A fast, single-photon Light Detection And Ranging (LIDAR) is far more sensitive than other forms of LIDARs, allowing information be to be perceived earlier, and in far more detail, especially in low light or poor visibility conditions. By detecting signals earlier, the AI technology in the driver’s seat has more time to make the decisions necessary to prevent an accident. Many previous accidents involving self-driving cars have been a result of the car not being able to identify unexpected objects in a timely manner, such as pedestrians and bicycles.
Until now, single photon detectors have required an external power source or cryogenic cooling, adding to the bulk and weight of the sensor and limiting its applications.

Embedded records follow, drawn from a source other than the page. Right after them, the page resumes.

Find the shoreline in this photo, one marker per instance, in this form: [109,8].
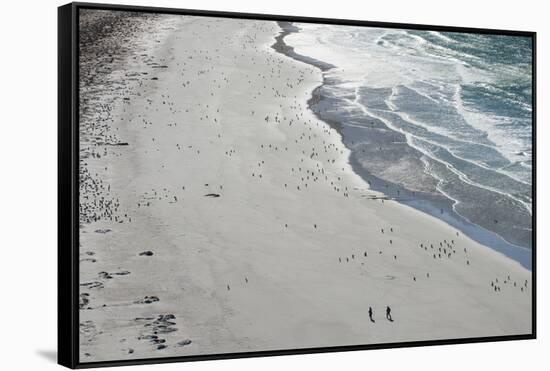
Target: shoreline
[434,205]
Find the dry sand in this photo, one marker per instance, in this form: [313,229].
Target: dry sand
[294,250]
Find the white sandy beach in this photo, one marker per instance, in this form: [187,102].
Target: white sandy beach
[294,250]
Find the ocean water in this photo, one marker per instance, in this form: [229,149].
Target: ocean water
[439,120]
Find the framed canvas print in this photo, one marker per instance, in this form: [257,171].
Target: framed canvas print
[236,185]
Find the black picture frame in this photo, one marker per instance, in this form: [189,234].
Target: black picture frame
[68,190]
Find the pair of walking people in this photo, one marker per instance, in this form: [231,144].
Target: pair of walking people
[388,314]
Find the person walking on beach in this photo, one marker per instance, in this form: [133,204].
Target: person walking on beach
[370,315]
[388,314]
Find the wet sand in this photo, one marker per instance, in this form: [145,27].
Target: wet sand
[218,214]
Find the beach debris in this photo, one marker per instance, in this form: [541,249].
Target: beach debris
[184,343]
[146,253]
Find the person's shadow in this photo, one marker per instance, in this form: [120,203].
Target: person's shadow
[50,355]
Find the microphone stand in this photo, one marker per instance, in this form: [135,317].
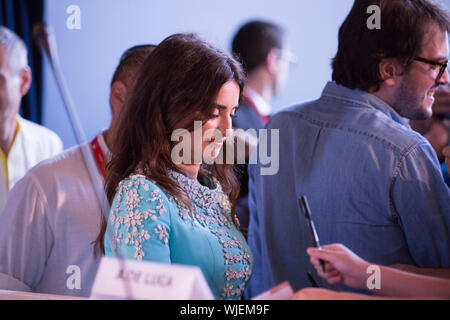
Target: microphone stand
[45,39]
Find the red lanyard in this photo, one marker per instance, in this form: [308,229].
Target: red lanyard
[252,105]
[99,157]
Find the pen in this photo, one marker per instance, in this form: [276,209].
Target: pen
[311,280]
[303,202]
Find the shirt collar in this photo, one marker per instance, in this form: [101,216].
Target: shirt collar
[362,98]
[105,150]
[263,107]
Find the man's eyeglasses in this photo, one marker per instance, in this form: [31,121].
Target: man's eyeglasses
[441,65]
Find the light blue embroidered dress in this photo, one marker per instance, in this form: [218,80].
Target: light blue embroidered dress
[149,224]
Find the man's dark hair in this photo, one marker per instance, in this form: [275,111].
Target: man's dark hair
[253,42]
[403,26]
[130,59]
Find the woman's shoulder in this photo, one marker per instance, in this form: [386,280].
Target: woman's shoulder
[142,184]
[138,192]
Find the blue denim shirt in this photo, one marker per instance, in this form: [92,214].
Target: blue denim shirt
[372,184]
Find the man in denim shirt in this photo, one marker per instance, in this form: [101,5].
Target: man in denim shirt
[372,183]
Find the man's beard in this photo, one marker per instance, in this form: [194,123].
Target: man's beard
[409,104]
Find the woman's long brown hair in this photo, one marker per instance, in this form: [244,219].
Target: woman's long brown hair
[178,83]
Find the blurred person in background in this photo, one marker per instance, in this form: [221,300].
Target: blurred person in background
[52,216]
[437,128]
[23,143]
[262,48]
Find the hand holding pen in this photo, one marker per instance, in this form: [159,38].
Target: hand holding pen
[303,202]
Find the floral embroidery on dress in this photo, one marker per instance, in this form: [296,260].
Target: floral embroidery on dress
[133,220]
[211,209]
[218,220]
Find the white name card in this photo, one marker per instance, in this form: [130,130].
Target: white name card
[142,280]
[281,292]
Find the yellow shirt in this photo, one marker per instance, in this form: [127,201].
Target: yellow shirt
[32,144]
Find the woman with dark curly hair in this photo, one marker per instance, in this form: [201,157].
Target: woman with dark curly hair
[170,211]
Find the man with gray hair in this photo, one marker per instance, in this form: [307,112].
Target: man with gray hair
[52,216]
[22,143]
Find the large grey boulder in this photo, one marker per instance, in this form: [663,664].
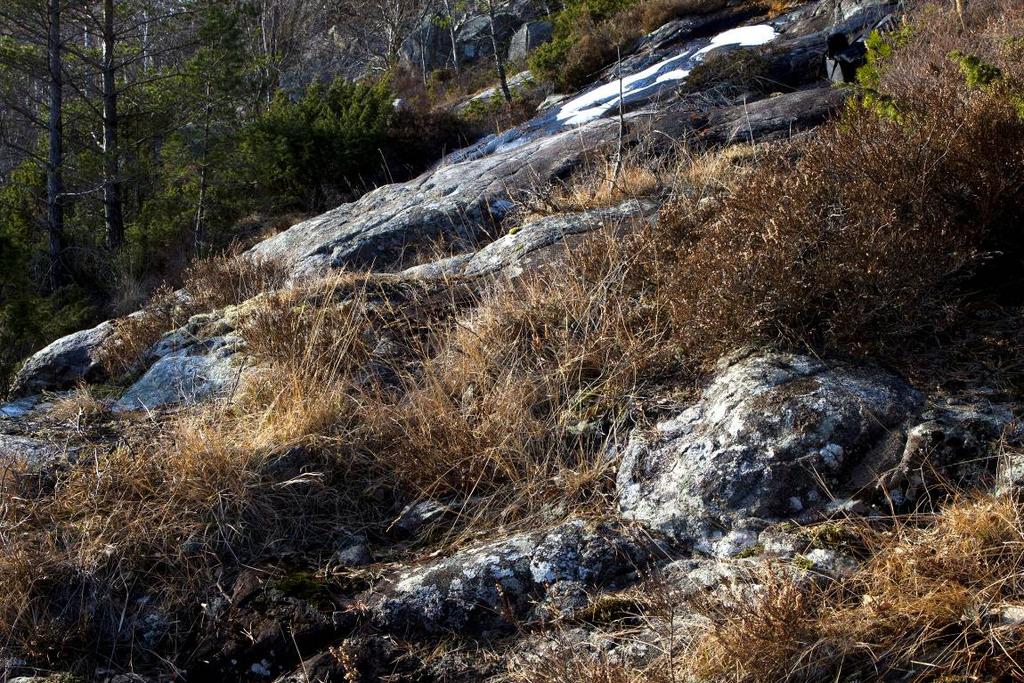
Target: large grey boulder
[473,41]
[184,376]
[65,363]
[458,203]
[488,588]
[773,437]
[528,38]
[462,201]
[534,244]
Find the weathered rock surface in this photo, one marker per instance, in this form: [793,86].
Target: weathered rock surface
[65,363]
[772,437]
[461,201]
[528,38]
[532,243]
[185,376]
[482,590]
[30,451]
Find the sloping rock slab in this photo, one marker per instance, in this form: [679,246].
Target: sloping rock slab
[774,118]
[484,589]
[772,436]
[516,251]
[64,364]
[458,202]
[185,376]
[32,452]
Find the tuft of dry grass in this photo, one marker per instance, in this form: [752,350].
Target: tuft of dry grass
[932,601]
[209,284]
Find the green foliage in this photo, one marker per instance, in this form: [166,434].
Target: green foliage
[552,62]
[977,74]
[881,47]
[323,145]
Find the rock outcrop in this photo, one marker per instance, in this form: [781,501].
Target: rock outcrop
[65,363]
[774,436]
[528,38]
[489,588]
[538,242]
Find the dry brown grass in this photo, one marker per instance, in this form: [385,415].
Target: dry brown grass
[209,284]
[520,394]
[371,389]
[867,238]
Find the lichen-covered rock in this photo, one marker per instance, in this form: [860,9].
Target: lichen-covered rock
[30,451]
[532,243]
[528,38]
[185,376]
[772,437]
[65,363]
[485,589]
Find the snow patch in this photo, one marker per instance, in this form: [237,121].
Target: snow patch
[597,102]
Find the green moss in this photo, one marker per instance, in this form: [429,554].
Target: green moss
[751,551]
[305,585]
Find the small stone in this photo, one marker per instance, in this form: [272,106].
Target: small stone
[352,556]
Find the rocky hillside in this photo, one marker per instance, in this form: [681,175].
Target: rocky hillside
[711,371]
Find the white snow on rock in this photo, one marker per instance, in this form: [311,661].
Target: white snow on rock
[597,102]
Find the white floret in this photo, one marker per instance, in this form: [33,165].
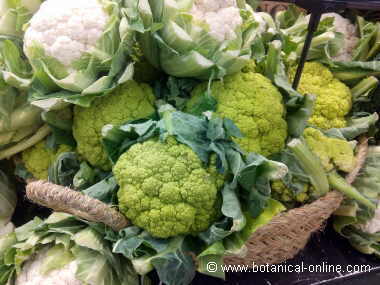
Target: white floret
[66,29]
[30,274]
[344,26]
[222,17]
[373,225]
[6,229]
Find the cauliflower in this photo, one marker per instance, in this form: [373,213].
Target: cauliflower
[6,229]
[334,99]
[255,106]
[38,158]
[165,190]
[61,250]
[349,31]
[333,153]
[65,30]
[31,272]
[289,197]
[128,102]
[222,17]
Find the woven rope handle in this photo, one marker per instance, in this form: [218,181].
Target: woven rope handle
[64,199]
[288,233]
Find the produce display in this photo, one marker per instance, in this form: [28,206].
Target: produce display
[171,134]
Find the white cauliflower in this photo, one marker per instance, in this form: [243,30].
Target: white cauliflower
[349,31]
[66,29]
[6,229]
[31,273]
[222,17]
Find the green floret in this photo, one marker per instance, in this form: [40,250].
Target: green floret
[334,99]
[333,153]
[165,190]
[256,107]
[130,101]
[290,197]
[38,158]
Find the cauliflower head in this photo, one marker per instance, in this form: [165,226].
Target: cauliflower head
[32,274]
[333,153]
[66,30]
[38,158]
[256,107]
[130,101]
[333,98]
[349,31]
[165,189]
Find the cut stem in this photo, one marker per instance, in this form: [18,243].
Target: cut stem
[25,144]
[339,183]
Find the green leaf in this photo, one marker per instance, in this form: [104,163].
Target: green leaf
[64,168]
[56,258]
[8,199]
[105,190]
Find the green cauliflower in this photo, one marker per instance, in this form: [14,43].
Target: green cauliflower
[289,197]
[333,154]
[38,158]
[165,189]
[333,98]
[130,101]
[256,107]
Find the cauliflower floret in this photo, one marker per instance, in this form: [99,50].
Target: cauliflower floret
[349,31]
[38,158]
[128,102]
[6,229]
[288,196]
[222,17]
[31,275]
[333,153]
[165,190]
[334,99]
[256,107]
[66,29]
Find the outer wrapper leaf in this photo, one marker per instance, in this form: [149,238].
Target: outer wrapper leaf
[96,73]
[351,219]
[14,14]
[181,46]
[68,239]
[8,200]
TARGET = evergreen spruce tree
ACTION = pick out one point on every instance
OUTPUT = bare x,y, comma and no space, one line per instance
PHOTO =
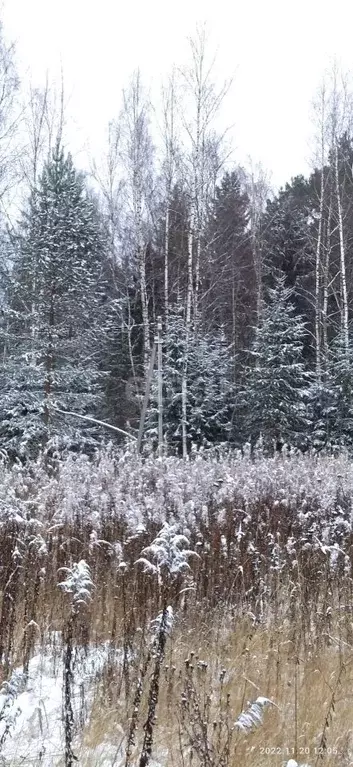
51,338
332,401
209,387
277,383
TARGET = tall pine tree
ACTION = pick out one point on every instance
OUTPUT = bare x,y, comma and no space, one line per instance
276,387
51,338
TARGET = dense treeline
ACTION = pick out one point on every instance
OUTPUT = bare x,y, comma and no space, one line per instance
255,289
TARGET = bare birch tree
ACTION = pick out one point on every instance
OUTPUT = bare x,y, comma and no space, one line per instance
201,104
137,162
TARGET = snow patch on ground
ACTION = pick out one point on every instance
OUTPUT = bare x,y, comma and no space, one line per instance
31,726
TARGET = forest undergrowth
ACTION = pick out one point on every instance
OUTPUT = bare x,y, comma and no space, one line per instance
182,612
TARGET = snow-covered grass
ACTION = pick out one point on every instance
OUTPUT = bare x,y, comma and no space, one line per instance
190,590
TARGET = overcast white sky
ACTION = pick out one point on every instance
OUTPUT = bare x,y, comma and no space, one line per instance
277,49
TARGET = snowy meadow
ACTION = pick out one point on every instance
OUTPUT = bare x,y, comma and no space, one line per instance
176,612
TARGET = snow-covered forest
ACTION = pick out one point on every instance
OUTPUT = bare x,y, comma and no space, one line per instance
253,287
176,434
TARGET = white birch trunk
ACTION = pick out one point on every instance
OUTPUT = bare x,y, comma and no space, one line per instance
189,298
317,282
344,296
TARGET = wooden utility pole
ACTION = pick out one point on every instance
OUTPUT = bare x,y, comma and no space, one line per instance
160,387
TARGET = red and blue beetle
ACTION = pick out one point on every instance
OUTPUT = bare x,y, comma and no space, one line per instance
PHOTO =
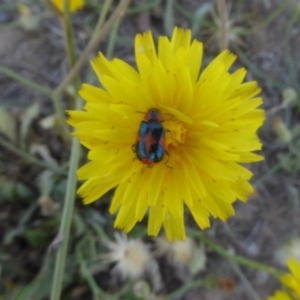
150,145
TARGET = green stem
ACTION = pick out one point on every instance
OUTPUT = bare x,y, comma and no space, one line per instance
112,40
69,202
25,81
30,158
66,220
239,259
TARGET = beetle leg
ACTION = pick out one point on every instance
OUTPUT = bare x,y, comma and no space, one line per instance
166,162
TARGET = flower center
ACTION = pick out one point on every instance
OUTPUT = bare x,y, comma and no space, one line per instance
175,133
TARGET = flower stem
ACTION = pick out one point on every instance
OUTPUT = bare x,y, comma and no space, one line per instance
69,202
224,20
239,259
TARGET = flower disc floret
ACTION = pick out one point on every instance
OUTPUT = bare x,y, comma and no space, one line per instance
210,123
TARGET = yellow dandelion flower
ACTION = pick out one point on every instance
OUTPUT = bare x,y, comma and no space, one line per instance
291,281
74,5
167,137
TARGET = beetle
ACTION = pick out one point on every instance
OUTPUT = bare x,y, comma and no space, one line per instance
150,145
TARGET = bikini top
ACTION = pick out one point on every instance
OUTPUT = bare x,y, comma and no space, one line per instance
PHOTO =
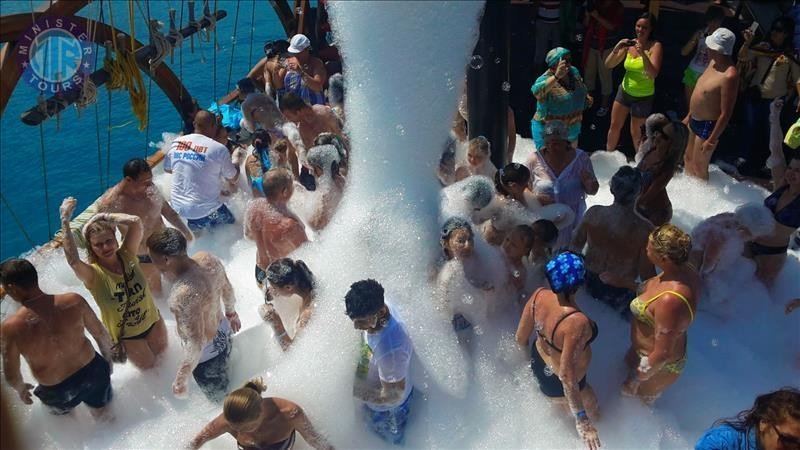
555,327
639,308
790,214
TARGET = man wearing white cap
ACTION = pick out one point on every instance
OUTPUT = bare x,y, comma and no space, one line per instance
711,104
305,74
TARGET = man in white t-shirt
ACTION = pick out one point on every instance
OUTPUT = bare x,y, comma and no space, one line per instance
382,375
199,164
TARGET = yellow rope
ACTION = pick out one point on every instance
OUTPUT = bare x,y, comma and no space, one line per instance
125,72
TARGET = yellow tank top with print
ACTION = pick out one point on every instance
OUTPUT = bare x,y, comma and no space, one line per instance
636,82
109,293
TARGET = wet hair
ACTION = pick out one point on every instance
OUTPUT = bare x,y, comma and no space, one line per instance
19,272
527,233
672,242
246,86
450,226
773,408
275,48
626,185
326,157
478,191
261,139
565,272
545,230
275,181
167,242
135,167
653,23
286,272
756,218
364,298
482,144
511,173
714,12
336,89
95,228
292,102
244,404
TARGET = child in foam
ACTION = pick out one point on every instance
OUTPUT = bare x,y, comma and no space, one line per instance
478,160
287,278
382,375
561,354
260,423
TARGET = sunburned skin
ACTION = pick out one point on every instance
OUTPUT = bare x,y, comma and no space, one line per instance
276,230
195,302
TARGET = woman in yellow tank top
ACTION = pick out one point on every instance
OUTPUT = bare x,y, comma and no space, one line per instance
642,61
662,314
117,283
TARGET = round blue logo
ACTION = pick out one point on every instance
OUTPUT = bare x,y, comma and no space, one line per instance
55,54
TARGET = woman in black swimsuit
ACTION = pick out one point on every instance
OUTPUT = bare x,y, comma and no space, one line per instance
769,252
259,423
561,355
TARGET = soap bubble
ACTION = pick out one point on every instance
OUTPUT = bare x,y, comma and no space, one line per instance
476,62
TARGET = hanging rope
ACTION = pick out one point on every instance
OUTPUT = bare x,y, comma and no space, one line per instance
252,33
233,44
125,72
44,181
17,221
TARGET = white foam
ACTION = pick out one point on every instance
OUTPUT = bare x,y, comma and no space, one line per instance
401,91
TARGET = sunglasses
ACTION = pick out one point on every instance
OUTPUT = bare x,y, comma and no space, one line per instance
787,439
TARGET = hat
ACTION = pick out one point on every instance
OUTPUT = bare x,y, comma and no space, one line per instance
555,128
565,272
721,40
298,43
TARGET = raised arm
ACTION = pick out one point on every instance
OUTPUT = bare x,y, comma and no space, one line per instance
302,424
83,271
216,428
175,220
11,365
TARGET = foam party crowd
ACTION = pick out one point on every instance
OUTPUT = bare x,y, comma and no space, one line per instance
315,270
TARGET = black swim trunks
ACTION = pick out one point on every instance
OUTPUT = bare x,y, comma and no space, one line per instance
91,384
212,375
615,297
549,383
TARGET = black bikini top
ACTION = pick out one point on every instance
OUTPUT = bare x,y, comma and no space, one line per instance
790,214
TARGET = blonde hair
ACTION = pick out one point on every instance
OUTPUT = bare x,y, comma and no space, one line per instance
672,242
244,404
93,229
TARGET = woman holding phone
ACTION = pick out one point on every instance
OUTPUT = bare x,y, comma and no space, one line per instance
642,58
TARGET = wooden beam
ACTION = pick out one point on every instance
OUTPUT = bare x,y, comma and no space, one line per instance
164,77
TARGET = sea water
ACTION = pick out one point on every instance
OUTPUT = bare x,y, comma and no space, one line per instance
386,228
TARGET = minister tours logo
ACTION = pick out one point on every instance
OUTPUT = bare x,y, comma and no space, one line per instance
55,54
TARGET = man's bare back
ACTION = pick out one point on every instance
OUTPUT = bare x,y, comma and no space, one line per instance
706,101
324,120
277,233
54,346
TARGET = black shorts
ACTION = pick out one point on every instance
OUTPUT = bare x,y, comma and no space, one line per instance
549,383
212,375
641,107
617,298
91,384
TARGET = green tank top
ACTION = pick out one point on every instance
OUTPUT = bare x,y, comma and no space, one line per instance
636,82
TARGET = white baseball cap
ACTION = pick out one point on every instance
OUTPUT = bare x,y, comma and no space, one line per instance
298,43
721,40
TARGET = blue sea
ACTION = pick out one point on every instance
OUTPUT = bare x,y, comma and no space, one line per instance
81,156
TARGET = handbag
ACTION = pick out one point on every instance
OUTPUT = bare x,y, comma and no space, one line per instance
118,353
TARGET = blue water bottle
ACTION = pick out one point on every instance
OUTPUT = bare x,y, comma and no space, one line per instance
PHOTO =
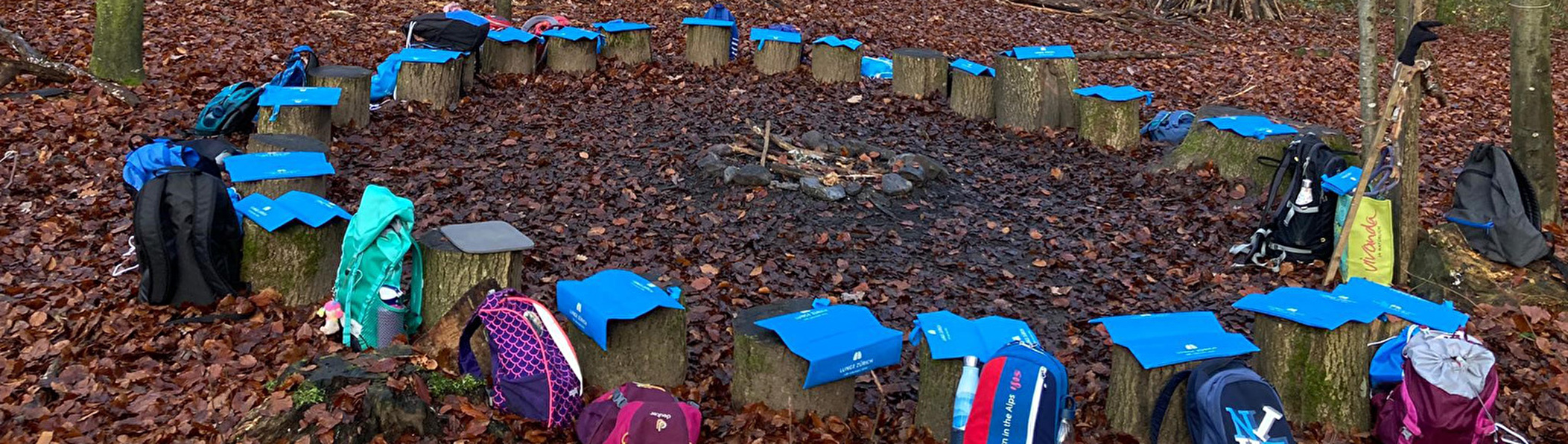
968,381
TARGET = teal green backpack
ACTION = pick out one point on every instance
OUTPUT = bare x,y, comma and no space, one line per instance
378,238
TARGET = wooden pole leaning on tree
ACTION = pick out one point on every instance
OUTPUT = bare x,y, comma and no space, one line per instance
299,261
769,372
353,107
919,72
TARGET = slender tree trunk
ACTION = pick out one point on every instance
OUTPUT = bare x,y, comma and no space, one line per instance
116,41
1531,98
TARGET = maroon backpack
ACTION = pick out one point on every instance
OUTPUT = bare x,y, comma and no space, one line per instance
638,415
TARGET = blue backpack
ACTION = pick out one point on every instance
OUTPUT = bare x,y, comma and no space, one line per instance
1169,127
1227,402
231,112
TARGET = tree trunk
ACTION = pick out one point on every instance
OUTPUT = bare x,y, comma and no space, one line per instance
509,57
353,107
971,96
1531,98
919,72
1020,93
299,261
629,48
767,372
571,57
434,83
938,387
312,121
1131,399
834,65
1109,123
116,41
708,46
777,57
1321,374
650,349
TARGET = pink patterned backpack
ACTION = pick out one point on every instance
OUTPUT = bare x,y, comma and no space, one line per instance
535,367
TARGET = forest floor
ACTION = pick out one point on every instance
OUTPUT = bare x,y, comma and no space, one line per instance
596,170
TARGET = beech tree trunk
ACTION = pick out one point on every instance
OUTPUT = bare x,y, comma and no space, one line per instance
708,46
299,261
767,372
116,41
919,72
628,48
353,106
312,121
434,83
971,96
834,65
777,57
1531,99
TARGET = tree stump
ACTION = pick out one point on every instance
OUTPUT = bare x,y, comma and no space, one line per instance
312,121
777,57
971,96
353,106
629,48
708,46
1446,267
296,259
938,387
1321,374
919,72
767,372
1062,104
1018,92
1109,123
571,57
834,65
1129,402
435,83
650,349
509,57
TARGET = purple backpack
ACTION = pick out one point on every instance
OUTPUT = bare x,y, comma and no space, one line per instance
1446,397
535,366
638,415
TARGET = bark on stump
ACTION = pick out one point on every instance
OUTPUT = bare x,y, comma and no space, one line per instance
1129,402
571,57
767,372
938,387
509,57
1444,267
312,121
777,57
1321,374
919,72
1018,92
628,48
708,46
971,96
353,106
299,261
650,349
1061,104
1109,123
434,83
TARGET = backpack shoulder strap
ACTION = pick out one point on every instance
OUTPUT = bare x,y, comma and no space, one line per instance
1164,402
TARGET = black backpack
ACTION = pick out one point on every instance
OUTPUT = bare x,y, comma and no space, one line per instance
1302,222
1496,211
1225,402
187,239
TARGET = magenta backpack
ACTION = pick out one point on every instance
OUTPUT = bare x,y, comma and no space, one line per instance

These larger, heavier sensors consume more energy, increasing costs and emissions.
In research published in Advanced Materials, the team at TMOS have demonstrated how III-V compound semiconductor nanowires have shown tremendous potential for developing high-speed single photon level detection due to their unique electrical and optical properties, as well as flexibility of device design.
Practical applications extend beyond autonomous vehicles. Even Apple’s iPhone now implement LIDAR technology.
Co-lead author on the research, from TMOS, Yi Zhu says, “The future applications of this new device could be almost limitless. We’ll see it used in space exploration, medical diagnostics, and quantum computing.”
While the technology is still in early stages, the team is confident that it maps out a pathway towards low-cost, high sensitivity, self-powered photodetectors.
Co-lead author, Vidur Raj also from TMOS, says, “the next step to seeing this technology realized is to optimize the device design to further improve its speed. That’s where our focus for 2022 will be.”
Lead researcher of the project, Professor Lan Fu says, “In the long term, we will leverage our broad research expertise on compound semiconductor nanowire materals and devices to design new detector structures such as single photon avalanche photodiodes and develop chip-scale, multi-pixel imaging arrays.”